In [1]:
import pandas as pd
import random
import numpy as np
from random import randint

import torch
from transformers import AutoTokenizer, AutoModel

import time

import memory_profiler

%load_ext memory_profiler

from pathlib import Path

In [2]:
import black
import jupyter_black

jupyter_black.load(line_length=79)

In [3]:
%load_ext autoreload
%autoreload 2

from pubmed_landscape_src.metrics import knn_accuracy_ls
from pubmed_landscape_src.data import generate_embeddings

In [4]:
variables_path = Path("../../results/variables")
figures_path = Path("../../results/figures")
berenslab_data_path = Path("/gpfs01/berens/data/data/pubmed_processed")

# Import

In [5]:
# Import
df = pd.read_pickle(berenslab_data_path / "df_labeled_papers_subset")
df = df.reset_index(drop=True)
abstracts = df["AbstractText"].tolist()

# Obtain embeddings

In [6]:
# random seed
random_state = random.seed(42)

In [7]:
# specify & check gpu usage
device = (
    "cuda" if torch.cuda.is_available() else "cpu"
)  # put cuda:0 if else not working
print("running on device: {}".format(device))

running on device: cuda


In [8]:
# load model and tokenizer
tokenizer = AutoTokenizer.from_pretrained("bert-base-uncased")
model = AutoModel.from_pretrained("bert-base-uncased")

print("model: BERT")

Some weights of the model checkpoint at bert-base-uncased were not used when initializing BertModel: ['cls.seq_relationship.weight', 'cls.predictions.transform.dense.weight', 'cls.predictions.transform.dense.bias', 'cls.predictions.transform.LayerNorm.weight', 'cls.predictions.decoder.weight', 'cls.predictions.transform.LayerNorm.bias', 'cls.predictions.bias', 'cls.seq_relationship.bias']
- This IS expected if you are initializing BertModel from the checkpoint of a model trained on another task or with another architecture (e.g. initializing a BertForSequenceClassification model from a BertForPreTraining model).
- This IS NOT expected if you are initializing BertModel from the checkpoint of a model that you expect to be exactly identical (initializing a BertForSequenceClassification model from a BertForSequenceClassification model).


model: BERT


In [9]:
# set device
model = model.to(device)

In [None]:
%%capture cap
%%time
%%memit

embeddings_av = np.empty([len(abstracts), 768])
embeddings_sep = np.empty([len(abstracts), 768])
embeddings_cls = np.empty([len(abstracts), 768])

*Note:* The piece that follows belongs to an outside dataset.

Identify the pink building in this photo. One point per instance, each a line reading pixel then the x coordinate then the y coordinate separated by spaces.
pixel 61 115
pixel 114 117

for i, abstr in enumerate(abstracts):
    np.save(variables_path / "experiment_iter", i)

    embd_cls, embd_sep, embd_av = generate_embeddings(
        abstr, tokenizer, model, device
    )

    embeddings_cls[i] = embd_cls
    embeddings_sep[i] = embd_sep
    embeddings_av[i] = embd_av

    if (i % 50000) == 0:
        np.save(
            berenslab_data_path
            / "embeddings/embeddings_BERT/embeddings_cls_interm",
            embeddings_cls,
        )
        np.save(
            berenslab_data_path
            / "embeddings/embeddings_BERT/embeddings_sep_interm",
            embeddings_sep,
        )
        np.save(
            berenslab_data_path
            / "embeddings/embeddings_BERT/embeddings_av_interm",
            embeddings_av,
        )

np.save(
    berenslab_data_path / "embeddings/embeddings_BERT/embeddings_cls",
    embeddings_cls,
)
np.save(
    berenslab_data_path / "embeddings/embeddings_BERT/embeddings_sep",
    embeddings_sep,
)
np.save(
    berenslab_data_path / "embeddings/embeddings_BERT/embeddings_av",
    embeddings_av,
)

tcmalloc: large alloc 6144000000 bytes == 0x7f8f2fca0000 @ 
tcmalloc: large alloc 6144000000 bytes == 0x7f8dc1940000 @ 
tcmalloc: large alloc 6144000000 bytes == 0x7f8c535e0000 @ 


In [None]:
with open(variables_path / "verbose_batches_BERT.txt", "w") as f:
    f.write(cap.stdout)

# kNN accuracies 

In [None]:
# Import
#df = pd.read_pickle(berenslab_data_path / "df_labeled_papers_subset")
#df = df.reset_index(drop=True)
labels = df["Colors"].tolist()

## CLS

In [None]:
#embeddings_cls = np.load(berenslab_data_path / 'embeddings/embeddings_BERT/embeddings_cls.npy', allow_pickle=True, fix_imports=True)

In [15]:
embeddings_cls.shape

(1000000, 768)

In [None]:
%%capture cap
%%time
knn_accuracy_BERT_cls = knn_accuracy_ls(embeddings_cls, labels)

In [None]:
with open(variables_path / "verbose_knn_accuracy_BERT_cls.txt", "w") as f:
    f.write(cap.stdout)

In [27]:
print(knn_accuracy_BERT_cls)

0.5038


In [None]:
np.save(variables_path / "knn_accuracy_BERT_cls", knn_accuracy_BERT_cls)

## SEP

In [None]:
#embeddings_sep = np.load(berenslab_data_path / 'embeddings/embeddings_BERT/embeddings_sep.npy', allow_pickle=True, fix_imports=True)

In [35]:
embeddings_sep.shape

(1000000, 768)

In [None]:
%%capture cap
%%time
knn_accuracy_BERT_sep = knn_accuracy_ls(embeddings_sep, labels)

In [None]:
with open(variables_path / "verbose_knn_accuracy_BERT_sep.txt", "w") as f:
    f.write(cap.stdout)

In [26]:
print(knn_accuracy_BERT_sep)

0.5338


In [None]:
np.save(variables_path / "knn_accuracy_BERT_sep", knn_accuracy_BERT_sep)

## Average

In [None]:
#embeddings_av = np.load(berenslab_data_path / 'embeddings/embeddings_BERT/embeddings_av.npy', allow_pickle=True, fix_imports=True)

In [39]:
embeddings_av.shape

(1000000, 768)

In [None]:
%%capture cap
%%time
knn_accuracy_BERT_av = knn_accuracy_ls(embeddings_av, labels)

In [None]:
with open(variables_path / "verbose_knn_accuracy_BERT_av.txt", "w") as f:
    f.write(cap.stdout)

In [25]:
print(knn_accuracy_BERT_av)

0.5709


In [None]:
np.save(variables_path / "knn_accuracy_BERT_av", knn_accuracy_BERT_av)